One week can be a long time in the life of a sheep, so meeting their health needs is a constant struggle.
Sometimes, even when we think we have done everything just right, one sick animal will tell us we have not.
As well as diversifying into the farm tourism industry, the breeds of sheep we keep have also changed hugely.
My father had Cheviot-cross ewes and kept cheviot rams. Shortly after taking over running the farm, I developed a huge interest in Texel sheep. At a time, I had almost a complete flock of purebred Texel ewes. However, I soon realised this did not suit the land we farm.
We were lambing in January, so feed costs were extremely high, as grass does not usually grow until late March/April.
I slowly changed towards cross-bred ewes, mainly Suffolk-crosses, but having some horned sheep for training dogs, soon showed me how much I could save in labour by keeping a more maintenance-free breed.
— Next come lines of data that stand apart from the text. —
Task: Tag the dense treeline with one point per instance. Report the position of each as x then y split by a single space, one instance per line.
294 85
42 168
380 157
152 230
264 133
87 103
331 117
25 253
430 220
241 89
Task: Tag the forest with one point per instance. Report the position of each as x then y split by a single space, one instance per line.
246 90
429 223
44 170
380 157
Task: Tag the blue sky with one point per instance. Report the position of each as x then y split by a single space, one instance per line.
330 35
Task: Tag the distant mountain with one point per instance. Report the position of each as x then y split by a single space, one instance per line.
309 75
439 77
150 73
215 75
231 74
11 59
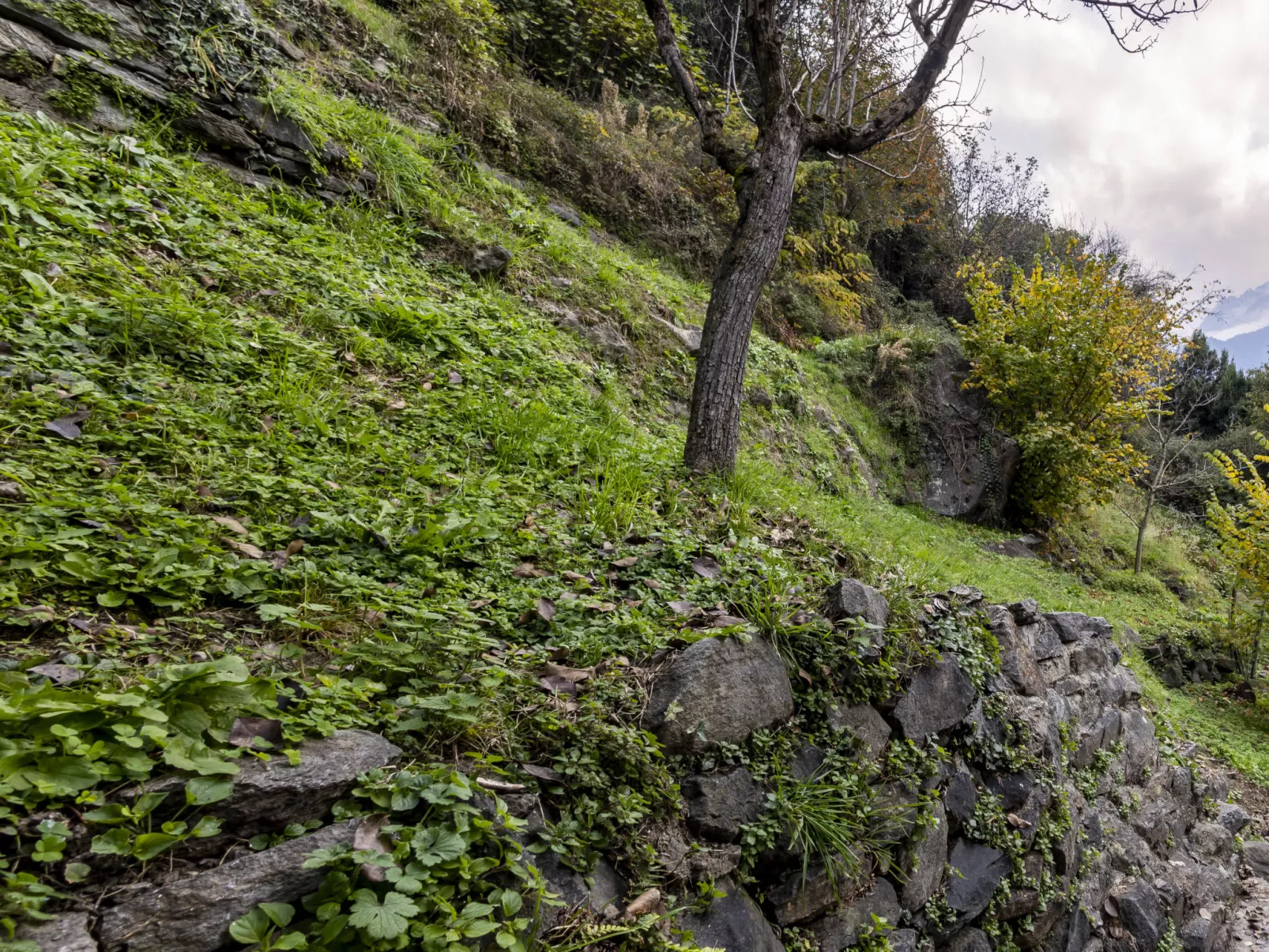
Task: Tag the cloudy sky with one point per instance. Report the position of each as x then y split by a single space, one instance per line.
1169 148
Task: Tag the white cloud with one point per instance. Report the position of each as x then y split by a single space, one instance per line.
1169 148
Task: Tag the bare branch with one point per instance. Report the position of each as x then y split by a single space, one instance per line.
714 141
850 140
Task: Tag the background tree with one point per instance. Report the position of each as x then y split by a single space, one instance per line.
1068 356
837 77
1243 529
1185 386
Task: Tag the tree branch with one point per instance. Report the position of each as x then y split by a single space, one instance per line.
714 141
849 140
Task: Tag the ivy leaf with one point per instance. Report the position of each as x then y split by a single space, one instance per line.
381 920
435 845
65 774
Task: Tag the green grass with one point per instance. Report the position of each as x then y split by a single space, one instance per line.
1231 730
314 446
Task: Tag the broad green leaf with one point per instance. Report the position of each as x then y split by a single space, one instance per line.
381 920
201 791
148 803
148 845
205 826
115 842
108 814
251 928
280 912
435 845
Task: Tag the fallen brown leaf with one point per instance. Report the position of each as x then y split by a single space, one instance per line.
230 523
647 901
370 837
244 548
58 673
555 684
247 730
371 616
571 674
500 786
706 566
67 427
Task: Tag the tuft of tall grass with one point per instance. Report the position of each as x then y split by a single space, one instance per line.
838 826
404 159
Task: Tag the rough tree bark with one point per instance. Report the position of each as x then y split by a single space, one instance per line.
764 182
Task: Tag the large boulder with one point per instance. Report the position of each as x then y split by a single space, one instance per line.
571 886
940 697
975 872
720 803
1018 667
842 928
193 914
1141 914
720 690
850 598
862 721
66 933
270 793
967 941
1233 818
970 461
961 796
734 923
1076 626
1256 856
924 861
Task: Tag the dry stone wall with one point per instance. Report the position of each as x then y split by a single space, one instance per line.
1113 843
1057 820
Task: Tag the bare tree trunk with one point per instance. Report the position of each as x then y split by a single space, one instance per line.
766 202
1141 529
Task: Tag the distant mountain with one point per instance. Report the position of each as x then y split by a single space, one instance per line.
1240 325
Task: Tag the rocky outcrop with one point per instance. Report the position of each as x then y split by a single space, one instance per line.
938 697
720 690
193 914
270 793
970 461
720 803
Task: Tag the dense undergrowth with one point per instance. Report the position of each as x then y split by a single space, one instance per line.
276 458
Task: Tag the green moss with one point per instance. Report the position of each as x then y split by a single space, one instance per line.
75 16
81 93
21 62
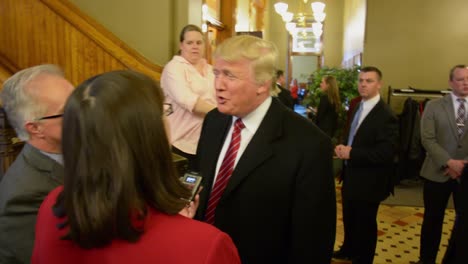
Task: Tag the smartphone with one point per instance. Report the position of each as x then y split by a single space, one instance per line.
193 181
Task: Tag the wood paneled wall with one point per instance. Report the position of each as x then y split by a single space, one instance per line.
34 32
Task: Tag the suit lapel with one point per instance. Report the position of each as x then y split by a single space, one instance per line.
448 107
368 120
217 136
259 148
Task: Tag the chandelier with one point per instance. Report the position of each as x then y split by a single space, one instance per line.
303 18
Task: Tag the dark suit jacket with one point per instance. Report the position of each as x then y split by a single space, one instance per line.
285 97
279 205
23 188
369 173
327 117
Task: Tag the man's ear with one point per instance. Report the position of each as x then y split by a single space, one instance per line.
33 128
264 87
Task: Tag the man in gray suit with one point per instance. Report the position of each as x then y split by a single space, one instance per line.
443 135
33 100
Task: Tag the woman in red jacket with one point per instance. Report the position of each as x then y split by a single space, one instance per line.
121 197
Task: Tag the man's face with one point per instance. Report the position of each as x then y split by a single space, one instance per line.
281 80
52 91
369 85
237 92
459 82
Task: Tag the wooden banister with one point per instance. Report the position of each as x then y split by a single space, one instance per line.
34 32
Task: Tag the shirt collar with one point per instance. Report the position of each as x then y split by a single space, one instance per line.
252 120
370 103
454 98
57 157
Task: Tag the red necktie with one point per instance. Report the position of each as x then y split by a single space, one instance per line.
225 171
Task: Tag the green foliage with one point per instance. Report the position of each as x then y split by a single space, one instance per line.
347 82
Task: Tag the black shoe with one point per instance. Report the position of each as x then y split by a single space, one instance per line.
341 255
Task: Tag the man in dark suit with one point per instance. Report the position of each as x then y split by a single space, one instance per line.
443 135
281 93
368 168
33 100
278 204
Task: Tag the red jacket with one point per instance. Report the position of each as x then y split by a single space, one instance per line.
167 239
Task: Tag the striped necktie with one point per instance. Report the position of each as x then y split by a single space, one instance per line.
225 171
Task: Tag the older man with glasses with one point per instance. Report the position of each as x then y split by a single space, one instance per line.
33 100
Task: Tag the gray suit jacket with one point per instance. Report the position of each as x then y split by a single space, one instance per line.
26 183
279 205
440 138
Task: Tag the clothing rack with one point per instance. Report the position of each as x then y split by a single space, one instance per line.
397 97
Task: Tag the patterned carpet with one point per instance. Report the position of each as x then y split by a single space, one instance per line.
399 231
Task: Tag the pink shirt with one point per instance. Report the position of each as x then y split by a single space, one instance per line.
183 85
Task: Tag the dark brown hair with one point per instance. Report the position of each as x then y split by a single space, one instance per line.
188 28
372 69
117 159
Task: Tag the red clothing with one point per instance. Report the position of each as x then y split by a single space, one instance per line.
167 239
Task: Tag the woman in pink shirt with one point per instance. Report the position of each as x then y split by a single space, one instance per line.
188 84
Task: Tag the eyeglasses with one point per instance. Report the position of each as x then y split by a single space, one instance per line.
49 117
167 108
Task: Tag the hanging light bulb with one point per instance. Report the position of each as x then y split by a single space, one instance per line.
290 27
319 17
317 29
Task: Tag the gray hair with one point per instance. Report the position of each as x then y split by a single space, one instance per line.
20 102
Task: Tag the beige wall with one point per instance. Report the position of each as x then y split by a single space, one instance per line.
275 31
416 42
354 24
145 25
333 33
As the number of horned ewes increased, I started to look for the ideal sire to put to these ewes. The traits of the mule ewe appealed to me, so I chose the Blue Leicester.
Each year, we try to improve different aspects of the farm, scanning rates, fertiliser use, feed amounts, etc.
Over the next five years, it would be nice to expand the farm a little more to ensure it is viable to raise a family.
I also hope to attract more visitors to our farm and build on the positive feedback over the past number of years.
Fertiliser prices and climate change
Sheep farming is currently going through a very positive period. However, unfortunately, at times like this, we need to plan for times when trade may not be so positive.
We have many unknown and immeasurable challenges facing farming over the next few years.
Just in the space of the last few months, we have witnessed a huge increase in the price of fertiliser, almost to the point of it not being economically viable to purchase.
We also have climate change which we will have to learn to adapt our practices to ensure we allow the production of good food without being detrimental to our landscape.
As I mentioned above, farming has been a passion since I was very young.
However, I am still learning something new every day. Farming is not a one-size-fits-all industry. We work with huge variables, from weather to land type.
I have learned that most problems in farming have been encountered by someone else previously, and often other farmers have the answers we are looking for.
Also, I have learned a lot from my dad and friends who I talk to. I would advise all young farmers never to be afraid to ask questions. And do not be afraid to take on the advice of others.”